"...O trabalho mostrou, diferentemente do que se imagina, que elas não são meninas em situação de miséria absoluta, a ponto de trocar sexo por comida", diz o coordenador do estudo e psicólogo da Universidade Federal de Sergipe Elder Cerqueira-Santos"...
Celular é o produto mais cobiçado; boa parte também admite que emprega dinheiro na compra de drogas
Pesquisa pioneira no País sobre o perfil de crianças e adolescentes vítimas de exploração sexual mostra que 65% usam o dinheiro recebido em troca de sexo para comprar objetos como celular, tênis ou blusa da moda. Três em cada dez assumiram vender o corpo para sustentar o vício das drogas. O valor médio recebido pelas relações é de R$ 37, mas há relatos de programas que custaram R$ 10.
Os resultados foram apresentados ontem pelo Instituto WCF-Brasil (Childhood), entidade internacional que atua no combate à exploração infantil. Foram acompanhados por psicólogos especializados em violência 66 meninas e 3 meninos de 10 a 17 anos, atendidos por instituições especializadas.

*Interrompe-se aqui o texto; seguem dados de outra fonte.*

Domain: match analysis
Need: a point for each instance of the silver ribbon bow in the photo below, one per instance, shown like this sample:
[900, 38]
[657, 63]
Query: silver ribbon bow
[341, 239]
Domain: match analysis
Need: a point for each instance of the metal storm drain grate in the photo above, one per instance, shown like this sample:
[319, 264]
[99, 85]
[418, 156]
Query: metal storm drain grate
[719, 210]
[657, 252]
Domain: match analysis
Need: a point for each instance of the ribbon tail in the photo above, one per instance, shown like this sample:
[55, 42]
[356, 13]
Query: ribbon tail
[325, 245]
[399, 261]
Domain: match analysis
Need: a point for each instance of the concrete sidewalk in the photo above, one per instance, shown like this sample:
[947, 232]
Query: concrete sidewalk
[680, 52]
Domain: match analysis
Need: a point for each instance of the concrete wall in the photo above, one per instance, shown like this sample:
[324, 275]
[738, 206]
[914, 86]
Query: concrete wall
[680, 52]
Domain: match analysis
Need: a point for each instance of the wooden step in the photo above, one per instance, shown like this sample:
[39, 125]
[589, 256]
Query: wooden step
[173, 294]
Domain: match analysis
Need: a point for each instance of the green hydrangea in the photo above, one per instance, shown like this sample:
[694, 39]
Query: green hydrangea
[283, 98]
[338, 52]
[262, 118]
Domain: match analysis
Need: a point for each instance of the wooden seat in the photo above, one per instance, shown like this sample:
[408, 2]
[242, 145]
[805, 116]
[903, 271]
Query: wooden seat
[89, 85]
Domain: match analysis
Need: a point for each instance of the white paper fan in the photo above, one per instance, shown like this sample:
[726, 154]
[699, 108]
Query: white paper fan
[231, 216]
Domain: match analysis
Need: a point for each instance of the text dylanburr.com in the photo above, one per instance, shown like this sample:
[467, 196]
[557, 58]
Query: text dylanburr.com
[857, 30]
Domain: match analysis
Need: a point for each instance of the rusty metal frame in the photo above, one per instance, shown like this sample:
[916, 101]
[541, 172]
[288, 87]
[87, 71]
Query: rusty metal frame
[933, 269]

"O trabalho mostrou, diferentemente do que se imagina, que elas não são meninas em situação de miséria absoluta, a ponto de trocar sexo por comida", diz o coordenador do estudo e psicólogo da Universidade Federal de Sergipe Elder Cerqueira-Santos. "O que mais apareceu como motivação foram bens de consumo." Essa situação foi encontrada nos oito Estados pesquisados (Pará, Sergipe, Rio Grande do Norte, Piauí, Bahia, São Paulo, Mato Grosso e Rio Grande do Sul).
"Vivemos hoje uma situação de marketing infantil violento", avalia a coordenadora da Associação Nacional dos Centros de Defesa da Criança e do Adolescente, Fernanda Lavarello. "Todos são atingidos por esse fenômeno; quem tem ou não condições financeiras de comprar. O que muda é a estratégia para consumir."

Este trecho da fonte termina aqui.